Danielle Bradbery singles chronology
| "Friend Zone" (2015) | "Sway" (2017) | "Worth It" (2018) |

= Sway (Danielle Bradbery song) =

"Sway" is a song co-written and recorded by American country music artist Danielle Bradbery. Bradbery wrote the song with Johan Fansson and Emily Weisband. It is the lead single off of her sophomore album, I Don't Believe We've Met. It was released to digital retailers and streaming platforms on June 2, 2017. The song was officially serviced to country radio on August 28, 2017.

==Critical reception==
Critics have responded positively to Bradbery's new direction. Billy Dukes of Taste of Country said, "Treat her like a new artist — one with a groovy, soulful, passionate debut single that fits on the radio like the cool new kid in high school.

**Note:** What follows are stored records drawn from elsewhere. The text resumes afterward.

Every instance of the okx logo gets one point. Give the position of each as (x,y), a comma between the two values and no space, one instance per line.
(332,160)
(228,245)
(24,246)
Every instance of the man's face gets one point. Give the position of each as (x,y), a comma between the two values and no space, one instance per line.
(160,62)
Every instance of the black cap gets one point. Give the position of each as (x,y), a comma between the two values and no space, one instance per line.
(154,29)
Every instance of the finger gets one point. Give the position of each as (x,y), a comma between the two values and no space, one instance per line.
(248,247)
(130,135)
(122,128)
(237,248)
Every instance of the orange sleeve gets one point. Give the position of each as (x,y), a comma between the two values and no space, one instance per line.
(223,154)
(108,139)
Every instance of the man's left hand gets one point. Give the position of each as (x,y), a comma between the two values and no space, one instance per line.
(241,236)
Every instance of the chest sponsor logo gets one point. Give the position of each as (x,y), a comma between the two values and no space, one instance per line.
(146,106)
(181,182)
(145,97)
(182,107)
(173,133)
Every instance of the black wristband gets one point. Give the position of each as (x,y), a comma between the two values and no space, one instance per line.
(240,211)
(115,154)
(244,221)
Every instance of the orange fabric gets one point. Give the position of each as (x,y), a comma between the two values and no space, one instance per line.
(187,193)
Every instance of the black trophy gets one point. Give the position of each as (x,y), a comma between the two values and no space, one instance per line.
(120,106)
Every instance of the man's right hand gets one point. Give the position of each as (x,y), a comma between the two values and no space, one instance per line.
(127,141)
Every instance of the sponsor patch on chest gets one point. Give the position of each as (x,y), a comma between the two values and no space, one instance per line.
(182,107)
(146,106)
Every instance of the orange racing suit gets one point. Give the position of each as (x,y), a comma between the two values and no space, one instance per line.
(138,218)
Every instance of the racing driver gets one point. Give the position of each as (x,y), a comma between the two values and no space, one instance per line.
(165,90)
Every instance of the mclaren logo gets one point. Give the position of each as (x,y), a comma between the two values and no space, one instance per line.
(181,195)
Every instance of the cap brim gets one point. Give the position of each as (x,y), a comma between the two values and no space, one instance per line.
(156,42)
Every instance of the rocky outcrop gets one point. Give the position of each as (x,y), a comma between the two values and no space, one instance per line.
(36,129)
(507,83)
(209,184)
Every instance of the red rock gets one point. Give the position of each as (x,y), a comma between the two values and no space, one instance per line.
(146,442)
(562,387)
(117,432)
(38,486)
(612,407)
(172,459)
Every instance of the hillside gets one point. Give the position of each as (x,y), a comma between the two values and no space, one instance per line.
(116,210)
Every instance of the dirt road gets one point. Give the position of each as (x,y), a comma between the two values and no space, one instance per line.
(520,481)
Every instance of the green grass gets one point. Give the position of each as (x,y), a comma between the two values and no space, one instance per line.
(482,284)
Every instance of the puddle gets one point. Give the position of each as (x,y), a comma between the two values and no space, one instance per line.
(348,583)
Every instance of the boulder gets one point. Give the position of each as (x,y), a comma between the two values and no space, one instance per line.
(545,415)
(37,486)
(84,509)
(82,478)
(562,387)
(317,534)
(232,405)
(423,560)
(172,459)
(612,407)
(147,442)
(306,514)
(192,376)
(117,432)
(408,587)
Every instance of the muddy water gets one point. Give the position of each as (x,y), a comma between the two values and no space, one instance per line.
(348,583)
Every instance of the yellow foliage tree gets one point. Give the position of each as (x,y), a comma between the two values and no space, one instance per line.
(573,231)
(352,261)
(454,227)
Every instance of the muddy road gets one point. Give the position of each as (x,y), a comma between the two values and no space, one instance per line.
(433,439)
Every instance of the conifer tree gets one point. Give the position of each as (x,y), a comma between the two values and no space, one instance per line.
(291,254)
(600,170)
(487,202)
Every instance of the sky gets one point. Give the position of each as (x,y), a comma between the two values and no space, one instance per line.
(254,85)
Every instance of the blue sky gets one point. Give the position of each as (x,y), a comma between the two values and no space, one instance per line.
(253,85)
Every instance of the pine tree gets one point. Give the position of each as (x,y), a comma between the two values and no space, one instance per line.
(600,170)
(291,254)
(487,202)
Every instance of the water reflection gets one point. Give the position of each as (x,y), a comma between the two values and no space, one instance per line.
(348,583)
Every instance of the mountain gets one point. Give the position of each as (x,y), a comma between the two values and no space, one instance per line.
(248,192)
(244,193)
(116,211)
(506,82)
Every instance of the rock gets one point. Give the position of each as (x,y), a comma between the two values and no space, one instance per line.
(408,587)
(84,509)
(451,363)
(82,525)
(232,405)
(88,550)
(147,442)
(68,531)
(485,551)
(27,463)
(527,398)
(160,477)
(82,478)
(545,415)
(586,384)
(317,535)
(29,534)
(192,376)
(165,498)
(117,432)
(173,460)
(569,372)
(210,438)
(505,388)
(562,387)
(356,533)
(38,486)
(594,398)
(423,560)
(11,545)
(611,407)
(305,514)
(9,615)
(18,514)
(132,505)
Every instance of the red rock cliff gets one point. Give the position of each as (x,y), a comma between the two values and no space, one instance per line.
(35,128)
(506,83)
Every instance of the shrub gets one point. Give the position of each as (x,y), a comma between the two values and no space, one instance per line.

Vocally she climbs the ladder, but never shows off." Markos Papadatos of Digital Journal said, "This song showcases her growth and maturity as a contemporary singer-songwriter, and it was worth the long wait."
Nashville Noise described the track as "a feel-good song that’s perfect for summer."

The radio edit the song cuts from the end of the second verse to the beginning of the last chorus.

==Music video==
The official music video was directed by Shaun Silva, and premiered on CMT on October 13, 2017. It starts with Bradbery hanging on a street bench and sweeping in a barbershop having a normal day until a boombox-equipped friend brings “Sway” to her, taking the singer through several locations dancing to the tune. It was filmed at Nashville's West End Middle School and within the Gorge District in Nashville.

== Charts ==

| Chart (2017) | Peak position |
|---|---|
| US Country Airplay (Billboard) | 47 |
| US Hot Country Songs (Billboard) | 39 |

==Certifications==

| Region | Certification | Certified units/sales |
| Canada (Music Canada) | Gold | 40,000^{‡} |
| United States (RIAA) | Gold | 500,000^{‡} |
^{‡} Sales+streaming figures based on certification alone.